Training LSTM: Low Accuracy on M1 GPU vs CPU

Question

radagast OP

Created Nov ’21

Replies 2

Boosts 1

Views 1.2k

Participants 3

Summary:

I have noticed low test accuracy during and after training Tensorflow LSTM models on M1-based Macs with tensorflow-metal/GPU. While I have observed this over more than one model, I chose to use a standard Github repo to reproduce the problem, utilizing a community and educational example based on the Sequential Models Course, Deep Learning Specialization (Andrew Ng).

Steps to Reproduce:

git clone https://github.com/omerbsezer/LSTM_RNN_Tutorials_with_Demo.git
cd LSTM_RNN_Tutorials_with_Demo/SentimentAnalysisProject
python main.py
Results

Test accuracy (CPU only, without tensorflow-metal): ~83% Test accuracy (GPU using tensorflow-metal): ~37%

A similar pattern can be observed in epoch steps for accuracy, loss etc.

System Details

Model: Macbook Pro (16-inch, 2021)
Chip: Apple M1 Max
Memory: 64GB
OS: MacOS 12.0.1
Key Libraries: tensforflow-metal (0.2), tensorflow-macos (2.6.0), python (3.9.7)

Boost

Answer 1

thegodone OP

Feb ’23

Hello,

I see exactly the same thing. On recent versions tf 2.7 / 2.8 / 2.9 / 2.10 & 2.11 generally the cpu version works without errors first.

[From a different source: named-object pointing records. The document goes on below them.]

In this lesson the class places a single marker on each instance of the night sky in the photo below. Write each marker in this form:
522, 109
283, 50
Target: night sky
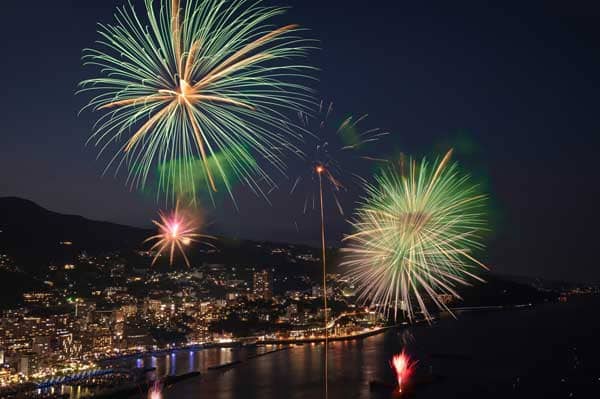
514, 90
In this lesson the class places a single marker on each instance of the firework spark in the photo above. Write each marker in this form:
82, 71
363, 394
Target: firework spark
414, 235
187, 80
326, 145
403, 368
175, 232
155, 390
331, 152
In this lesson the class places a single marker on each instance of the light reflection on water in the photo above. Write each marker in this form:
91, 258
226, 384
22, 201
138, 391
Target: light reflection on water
171, 363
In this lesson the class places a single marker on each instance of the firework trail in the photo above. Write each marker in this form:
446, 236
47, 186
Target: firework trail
185, 81
414, 236
326, 146
155, 390
403, 368
332, 152
175, 232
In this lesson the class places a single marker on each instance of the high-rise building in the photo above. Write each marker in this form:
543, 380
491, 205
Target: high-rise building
263, 286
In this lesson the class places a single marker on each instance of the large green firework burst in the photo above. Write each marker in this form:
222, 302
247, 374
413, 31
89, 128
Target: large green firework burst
414, 236
184, 81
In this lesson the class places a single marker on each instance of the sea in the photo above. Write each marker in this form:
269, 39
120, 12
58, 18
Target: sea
549, 350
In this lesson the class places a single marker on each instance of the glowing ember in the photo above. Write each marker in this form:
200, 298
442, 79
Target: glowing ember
403, 367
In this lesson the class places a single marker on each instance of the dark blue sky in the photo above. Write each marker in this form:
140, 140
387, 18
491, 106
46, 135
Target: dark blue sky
519, 85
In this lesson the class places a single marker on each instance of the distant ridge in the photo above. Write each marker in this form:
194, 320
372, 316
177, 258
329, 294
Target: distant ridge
32, 235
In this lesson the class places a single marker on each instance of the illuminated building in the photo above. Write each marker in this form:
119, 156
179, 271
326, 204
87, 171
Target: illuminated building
263, 286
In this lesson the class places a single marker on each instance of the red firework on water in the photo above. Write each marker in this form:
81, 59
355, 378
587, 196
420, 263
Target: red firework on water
155, 390
403, 366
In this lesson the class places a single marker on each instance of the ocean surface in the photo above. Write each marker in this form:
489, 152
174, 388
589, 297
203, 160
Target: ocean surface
545, 351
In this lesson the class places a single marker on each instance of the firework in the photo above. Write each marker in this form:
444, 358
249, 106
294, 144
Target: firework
332, 152
328, 148
175, 232
414, 235
403, 368
155, 390
183, 81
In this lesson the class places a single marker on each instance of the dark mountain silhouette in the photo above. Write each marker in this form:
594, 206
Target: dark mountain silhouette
34, 236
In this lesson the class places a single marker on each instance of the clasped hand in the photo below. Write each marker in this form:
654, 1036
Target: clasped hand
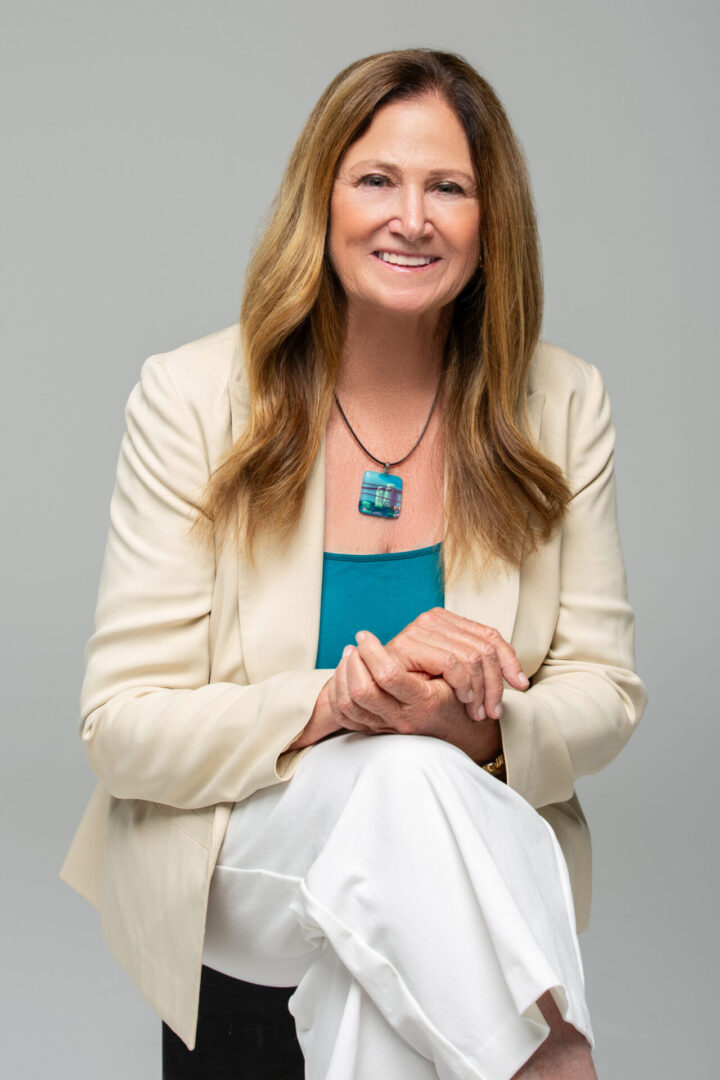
429, 679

if there is no errors on GPU I generally see a bad performance on accuracy of my models. While those models are good using the same python code on CPU.

this is not a isolated bug but a real trend.

any idea on how to trigger the route cause and to have a fix ?

1

Answer 2

mr.aseeri OP

Mar ’23

Yes, I do confirm this observation on my M1 Max. Training TF 2.0 on Nvidia cards is WAY MUCH better than Apple Silicon GPU regarding the accuracy of results. I suspect that it is due to Apple Neural Engine which isn't yet optimized for TF processing.

1